The employment data comes hot on the heels of an RBA decision which saw the central bank adopt a decidedly hawkish stance. Owing to a shocking surprise in recent quarterly CPI data, which not only revealed an expected leap in headline inflation but also a very unexpected rise in underlying inflation to 3%, the RBA struck a very cautious tone about the prospect of future rate cuts. The central bank projected an inflation rate that would persist above target for much of 2026, leading to the markets pricing out the likelihood of further cuts. Pricing leading into the latest jobs report implies a roughly fifty-fifty chance the RBA cuts rates again from here. The markets had been discounting a full cut at the December meeting only weeks ago.


(Source: RBA)

While the RBA revised its forecasts meaningfully for inflation, the revision for the labour market wasn’t quite as stark. The central bank lifted the projection for where it thinks the Australian unemployment rate will level-out at; however, the 4.4% forecast for the end of 2025 is below the current rate of 4.5%. It suggests the RBA is assuming a degree of resilience in the Australian economy and that the labour market ought to remain tight enough to avoid any uncomfortable trade-offs between jobs and inflation. A higher than expected unemployment rate in this week’s data could push the RBA into the dilemma of prioritising one of its goals and the expense of the other. That could create policy uncertainty for the markets and potentially lead to heightened volatility. 

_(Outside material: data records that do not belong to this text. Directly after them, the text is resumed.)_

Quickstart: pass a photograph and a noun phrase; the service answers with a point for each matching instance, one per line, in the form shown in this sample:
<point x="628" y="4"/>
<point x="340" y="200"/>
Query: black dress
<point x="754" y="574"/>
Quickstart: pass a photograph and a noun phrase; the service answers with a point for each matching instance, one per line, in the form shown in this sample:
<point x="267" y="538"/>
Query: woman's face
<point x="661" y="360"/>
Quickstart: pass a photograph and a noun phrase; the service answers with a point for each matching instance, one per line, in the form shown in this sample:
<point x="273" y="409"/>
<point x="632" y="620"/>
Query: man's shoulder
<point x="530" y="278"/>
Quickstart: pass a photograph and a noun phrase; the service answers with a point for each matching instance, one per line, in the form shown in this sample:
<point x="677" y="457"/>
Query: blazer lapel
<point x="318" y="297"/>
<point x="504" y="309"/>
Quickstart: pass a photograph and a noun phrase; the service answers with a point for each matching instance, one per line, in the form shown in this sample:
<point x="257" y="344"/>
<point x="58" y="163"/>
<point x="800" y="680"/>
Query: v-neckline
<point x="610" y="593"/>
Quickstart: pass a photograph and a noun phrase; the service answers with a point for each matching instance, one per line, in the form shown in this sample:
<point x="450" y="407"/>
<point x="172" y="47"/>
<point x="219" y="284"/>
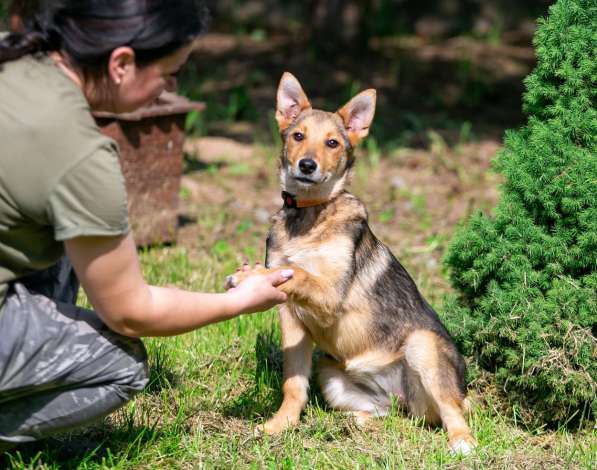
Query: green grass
<point x="210" y="388"/>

Australian labour market conditions will impact the AUD/USD’s long-term trend

The AUD/USD’s 2025 uptrend, which has been largely a function of a broad-based US Dollar weakness, appears to be slowing down. Meanwhile, the pair’s longer-term downtrend remains structurally in place, with the weekly chart revealing a loss of upside momentum. Labour market strength or weakness could be a major determinant of the short-term and long-term trend for the AUD/USD. A softening labour market could weigh on the pair, with the markets possibly repricing for the higher of odds of rate cuts, either on the belief that it could reflect more spare capacity in the economy and therefore lower inflationary risks, or that the RBA will sacrifice controlling inflation to protect the labour market. Alternatively, a jobs market that remains in a strong enough position for the RBA to remain solely focused on its inflation mandate could prop-up the AUD/USD, although such a dynamic could be offset should the US Dollar continue to appreciate.